The Student Loans Company (SLC) spent £76,800 on cybersecurity training over its previous two fiscal years – including a sudden and unsurprising interest in security in a work-from-home environment.
According to the SLC’s response to a Freedom of Information (FoI) Act request, which was made by self-described “niche litigation practice” Griffin Law, almost 20,000 specialist courses were booked and completed in the 2019/2020 and 2020/2021 financial years ended this April. At a total spend of just over £76,800, that’s a miserly £3.84 per course – but the released figures don’t necessarily cover everything.
“£77,000 may appear to be low, especially if this is distributed over two years,” opined security specialist Sean Wright of the figures. “It could actually be an appropriate amount if the training which they are purchasing helps their employees and organisation.
“Companies need to spend the time to select training which is appropriate for them and their employees. Simply throwing money at the problem is not going to solve it. We’ve seen this in security tooling, where some companies attempt to throw loads of money on new tools but without properly evaluating those tools and ensuring that they fit the purpose for their organisation and teams. Training should be no different.”

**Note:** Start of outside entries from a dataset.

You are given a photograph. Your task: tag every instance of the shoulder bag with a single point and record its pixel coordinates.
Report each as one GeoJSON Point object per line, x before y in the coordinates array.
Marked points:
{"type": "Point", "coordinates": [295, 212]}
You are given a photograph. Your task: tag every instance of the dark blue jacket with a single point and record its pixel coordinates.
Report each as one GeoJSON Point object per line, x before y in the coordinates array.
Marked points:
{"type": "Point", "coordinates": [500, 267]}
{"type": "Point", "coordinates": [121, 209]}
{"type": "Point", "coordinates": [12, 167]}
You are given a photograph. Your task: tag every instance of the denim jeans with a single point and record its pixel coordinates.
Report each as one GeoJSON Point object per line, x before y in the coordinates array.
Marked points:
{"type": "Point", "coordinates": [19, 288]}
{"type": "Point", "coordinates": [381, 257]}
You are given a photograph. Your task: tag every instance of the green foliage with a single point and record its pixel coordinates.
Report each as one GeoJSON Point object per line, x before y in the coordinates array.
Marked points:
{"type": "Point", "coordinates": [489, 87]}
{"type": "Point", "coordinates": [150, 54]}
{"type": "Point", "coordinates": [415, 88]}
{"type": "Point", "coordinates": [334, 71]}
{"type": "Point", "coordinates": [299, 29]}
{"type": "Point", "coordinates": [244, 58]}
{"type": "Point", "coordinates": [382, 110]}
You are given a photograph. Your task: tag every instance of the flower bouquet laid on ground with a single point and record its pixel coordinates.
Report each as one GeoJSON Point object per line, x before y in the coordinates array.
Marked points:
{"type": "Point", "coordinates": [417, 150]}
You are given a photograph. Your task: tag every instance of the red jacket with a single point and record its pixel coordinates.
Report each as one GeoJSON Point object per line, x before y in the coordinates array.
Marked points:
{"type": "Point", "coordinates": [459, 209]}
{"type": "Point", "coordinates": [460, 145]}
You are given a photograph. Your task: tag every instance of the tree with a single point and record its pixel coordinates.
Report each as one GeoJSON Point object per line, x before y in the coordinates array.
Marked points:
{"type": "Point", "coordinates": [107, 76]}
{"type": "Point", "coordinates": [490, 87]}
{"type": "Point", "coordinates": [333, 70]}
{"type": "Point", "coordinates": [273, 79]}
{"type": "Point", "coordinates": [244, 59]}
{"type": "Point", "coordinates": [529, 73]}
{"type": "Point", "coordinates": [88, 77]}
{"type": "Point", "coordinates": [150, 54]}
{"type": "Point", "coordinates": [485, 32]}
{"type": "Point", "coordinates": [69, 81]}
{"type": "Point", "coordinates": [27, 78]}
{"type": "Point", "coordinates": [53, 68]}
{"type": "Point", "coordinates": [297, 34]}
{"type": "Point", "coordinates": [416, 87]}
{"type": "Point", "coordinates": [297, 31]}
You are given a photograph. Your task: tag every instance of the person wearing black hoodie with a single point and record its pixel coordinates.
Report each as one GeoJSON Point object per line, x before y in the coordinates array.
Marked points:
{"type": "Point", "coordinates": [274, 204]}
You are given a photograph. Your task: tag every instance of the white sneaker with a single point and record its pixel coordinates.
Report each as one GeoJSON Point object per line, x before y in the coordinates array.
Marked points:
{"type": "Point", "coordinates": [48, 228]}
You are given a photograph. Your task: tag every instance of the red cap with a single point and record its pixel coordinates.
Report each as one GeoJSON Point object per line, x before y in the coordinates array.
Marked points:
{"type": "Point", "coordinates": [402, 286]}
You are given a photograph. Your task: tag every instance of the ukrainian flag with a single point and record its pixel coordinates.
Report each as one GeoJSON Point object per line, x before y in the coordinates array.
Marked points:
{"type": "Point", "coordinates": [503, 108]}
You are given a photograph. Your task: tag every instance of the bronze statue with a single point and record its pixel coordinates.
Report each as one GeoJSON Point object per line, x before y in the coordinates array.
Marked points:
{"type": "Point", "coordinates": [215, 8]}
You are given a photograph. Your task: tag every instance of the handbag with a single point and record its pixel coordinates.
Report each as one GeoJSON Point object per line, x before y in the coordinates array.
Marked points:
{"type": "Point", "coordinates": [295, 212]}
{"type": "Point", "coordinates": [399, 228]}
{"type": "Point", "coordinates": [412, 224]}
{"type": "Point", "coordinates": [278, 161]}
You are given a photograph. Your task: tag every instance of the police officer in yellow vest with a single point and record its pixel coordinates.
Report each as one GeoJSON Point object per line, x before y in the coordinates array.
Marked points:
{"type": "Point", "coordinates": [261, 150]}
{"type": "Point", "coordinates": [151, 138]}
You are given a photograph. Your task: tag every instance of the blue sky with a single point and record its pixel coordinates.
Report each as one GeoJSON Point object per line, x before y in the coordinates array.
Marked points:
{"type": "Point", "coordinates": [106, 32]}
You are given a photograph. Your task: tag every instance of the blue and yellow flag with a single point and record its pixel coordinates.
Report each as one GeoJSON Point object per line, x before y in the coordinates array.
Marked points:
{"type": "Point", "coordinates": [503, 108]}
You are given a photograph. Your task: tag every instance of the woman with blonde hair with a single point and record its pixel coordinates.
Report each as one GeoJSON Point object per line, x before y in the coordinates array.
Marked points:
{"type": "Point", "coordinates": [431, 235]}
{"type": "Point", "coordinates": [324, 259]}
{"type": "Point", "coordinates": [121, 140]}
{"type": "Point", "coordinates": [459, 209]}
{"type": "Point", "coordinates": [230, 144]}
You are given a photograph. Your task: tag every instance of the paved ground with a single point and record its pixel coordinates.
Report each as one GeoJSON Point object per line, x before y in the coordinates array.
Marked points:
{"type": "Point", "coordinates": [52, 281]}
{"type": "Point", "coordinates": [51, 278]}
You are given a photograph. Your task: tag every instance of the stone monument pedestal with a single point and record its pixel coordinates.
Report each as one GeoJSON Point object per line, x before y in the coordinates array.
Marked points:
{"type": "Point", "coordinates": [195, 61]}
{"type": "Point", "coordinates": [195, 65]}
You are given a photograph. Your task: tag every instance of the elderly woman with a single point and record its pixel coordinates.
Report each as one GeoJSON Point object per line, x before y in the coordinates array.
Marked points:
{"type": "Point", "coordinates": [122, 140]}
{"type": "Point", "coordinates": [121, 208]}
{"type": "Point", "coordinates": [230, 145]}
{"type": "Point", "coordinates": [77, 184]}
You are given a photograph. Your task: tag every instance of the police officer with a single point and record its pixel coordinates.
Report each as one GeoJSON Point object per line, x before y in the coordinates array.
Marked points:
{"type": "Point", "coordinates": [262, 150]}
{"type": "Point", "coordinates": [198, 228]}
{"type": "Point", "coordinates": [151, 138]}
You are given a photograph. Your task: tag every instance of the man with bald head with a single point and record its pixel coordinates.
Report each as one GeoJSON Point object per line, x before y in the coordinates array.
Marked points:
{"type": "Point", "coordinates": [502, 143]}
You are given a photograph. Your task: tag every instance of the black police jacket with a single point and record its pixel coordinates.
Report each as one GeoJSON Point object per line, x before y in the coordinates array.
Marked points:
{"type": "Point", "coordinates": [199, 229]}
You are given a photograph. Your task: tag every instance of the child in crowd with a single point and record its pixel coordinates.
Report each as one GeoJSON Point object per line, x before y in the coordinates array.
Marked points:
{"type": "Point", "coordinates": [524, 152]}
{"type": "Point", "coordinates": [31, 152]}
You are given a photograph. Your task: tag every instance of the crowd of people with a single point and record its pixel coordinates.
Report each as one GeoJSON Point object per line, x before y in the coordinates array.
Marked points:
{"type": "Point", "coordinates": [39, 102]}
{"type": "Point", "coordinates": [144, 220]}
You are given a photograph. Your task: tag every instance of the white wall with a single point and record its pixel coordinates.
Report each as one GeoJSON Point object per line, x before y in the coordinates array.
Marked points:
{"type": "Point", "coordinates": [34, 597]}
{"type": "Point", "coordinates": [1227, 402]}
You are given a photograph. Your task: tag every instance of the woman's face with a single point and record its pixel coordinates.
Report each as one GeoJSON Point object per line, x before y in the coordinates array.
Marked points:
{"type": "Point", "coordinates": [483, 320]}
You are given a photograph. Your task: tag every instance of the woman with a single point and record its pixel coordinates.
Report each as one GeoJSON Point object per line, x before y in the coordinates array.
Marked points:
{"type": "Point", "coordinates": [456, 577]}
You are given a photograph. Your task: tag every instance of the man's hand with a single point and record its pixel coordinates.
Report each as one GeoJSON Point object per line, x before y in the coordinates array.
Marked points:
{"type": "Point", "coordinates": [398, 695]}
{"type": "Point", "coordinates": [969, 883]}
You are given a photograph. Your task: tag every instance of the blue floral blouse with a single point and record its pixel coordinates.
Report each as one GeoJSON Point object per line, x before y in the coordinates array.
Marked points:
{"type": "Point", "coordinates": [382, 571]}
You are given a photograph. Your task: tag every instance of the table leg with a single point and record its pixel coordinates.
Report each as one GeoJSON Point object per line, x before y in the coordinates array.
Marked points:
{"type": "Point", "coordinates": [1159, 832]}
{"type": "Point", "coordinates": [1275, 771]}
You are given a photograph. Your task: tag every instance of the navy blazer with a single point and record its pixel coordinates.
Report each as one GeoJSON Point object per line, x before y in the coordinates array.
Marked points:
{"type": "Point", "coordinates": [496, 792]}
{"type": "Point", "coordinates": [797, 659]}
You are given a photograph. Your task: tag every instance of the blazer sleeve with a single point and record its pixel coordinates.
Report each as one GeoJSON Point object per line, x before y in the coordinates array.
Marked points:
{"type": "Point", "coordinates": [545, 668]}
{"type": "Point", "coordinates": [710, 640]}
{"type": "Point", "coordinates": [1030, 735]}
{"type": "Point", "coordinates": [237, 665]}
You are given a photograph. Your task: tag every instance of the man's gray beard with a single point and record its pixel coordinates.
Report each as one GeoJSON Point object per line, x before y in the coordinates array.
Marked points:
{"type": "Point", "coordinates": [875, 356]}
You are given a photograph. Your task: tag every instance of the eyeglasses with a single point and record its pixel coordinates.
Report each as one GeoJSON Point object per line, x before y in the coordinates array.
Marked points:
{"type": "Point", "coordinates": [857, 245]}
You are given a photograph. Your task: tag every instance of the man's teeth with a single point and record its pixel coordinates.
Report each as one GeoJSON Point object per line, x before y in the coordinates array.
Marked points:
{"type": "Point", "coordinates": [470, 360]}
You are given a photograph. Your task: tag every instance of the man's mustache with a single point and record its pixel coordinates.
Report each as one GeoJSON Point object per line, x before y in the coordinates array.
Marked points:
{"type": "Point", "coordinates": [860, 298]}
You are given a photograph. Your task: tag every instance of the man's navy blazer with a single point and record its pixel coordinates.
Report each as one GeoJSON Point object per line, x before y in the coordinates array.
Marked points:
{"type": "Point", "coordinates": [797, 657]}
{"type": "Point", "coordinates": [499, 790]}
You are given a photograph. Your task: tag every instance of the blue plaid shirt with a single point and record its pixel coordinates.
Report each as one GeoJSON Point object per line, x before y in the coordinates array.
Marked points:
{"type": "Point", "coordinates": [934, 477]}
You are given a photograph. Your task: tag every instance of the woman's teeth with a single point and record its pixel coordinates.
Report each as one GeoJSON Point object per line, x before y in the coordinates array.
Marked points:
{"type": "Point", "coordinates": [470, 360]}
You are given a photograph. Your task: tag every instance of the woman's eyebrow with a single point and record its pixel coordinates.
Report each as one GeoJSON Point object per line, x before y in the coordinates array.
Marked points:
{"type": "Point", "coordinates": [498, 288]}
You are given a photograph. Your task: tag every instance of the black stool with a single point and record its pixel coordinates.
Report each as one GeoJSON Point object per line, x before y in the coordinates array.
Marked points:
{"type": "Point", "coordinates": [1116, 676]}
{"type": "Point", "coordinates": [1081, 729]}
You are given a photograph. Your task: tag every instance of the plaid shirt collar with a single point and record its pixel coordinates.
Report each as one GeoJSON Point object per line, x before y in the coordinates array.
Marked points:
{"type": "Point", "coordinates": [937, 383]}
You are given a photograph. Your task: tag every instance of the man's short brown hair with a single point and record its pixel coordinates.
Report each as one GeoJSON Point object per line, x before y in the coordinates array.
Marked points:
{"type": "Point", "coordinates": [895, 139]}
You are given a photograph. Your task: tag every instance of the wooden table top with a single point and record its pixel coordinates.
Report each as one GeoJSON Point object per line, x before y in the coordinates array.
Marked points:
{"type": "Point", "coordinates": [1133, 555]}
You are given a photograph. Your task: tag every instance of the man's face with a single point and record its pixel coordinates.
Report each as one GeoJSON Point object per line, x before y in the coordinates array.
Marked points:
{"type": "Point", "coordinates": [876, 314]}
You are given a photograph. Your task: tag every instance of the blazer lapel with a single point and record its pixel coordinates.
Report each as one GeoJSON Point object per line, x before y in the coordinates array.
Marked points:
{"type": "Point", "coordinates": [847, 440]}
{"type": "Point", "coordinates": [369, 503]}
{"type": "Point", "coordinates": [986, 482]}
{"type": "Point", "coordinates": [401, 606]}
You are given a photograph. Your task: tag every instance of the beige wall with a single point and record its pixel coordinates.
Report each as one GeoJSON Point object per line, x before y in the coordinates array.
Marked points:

The breakdown of courses includes fees paid to third-party agencies, but not costs involved with internal training developed within SLC itself – such as an anti-money laundering course, which the overwhelming majority of the organisation’s staff took in both 2019-2020 and 2020-2021.
Some courses, such as “Counter-Fraud, Bribery, and Corruption”, had a roughly even number of attendees year to year. Others, including “Role of the Manager Security MasterClass”, saw a spike from 20 attendees in the first financial year to 142 in the second.
Oh gosh – we can’t keep an eye on staff anymore
The 2020-2021 financial year, meanwhile, saw a big spike in training related to one key topic: trusting staff who might not be working in the office any more due to a certain virus. “Defending SLC from Phishing Attacks”, “Power to your Passwords”, and “Working from Home Securely” were all new for the financial year just ended – though only a small minority of staff were treated to these, with “Working from Home Securely” attended by just 189 staff out of the organisation’s 3,300 members.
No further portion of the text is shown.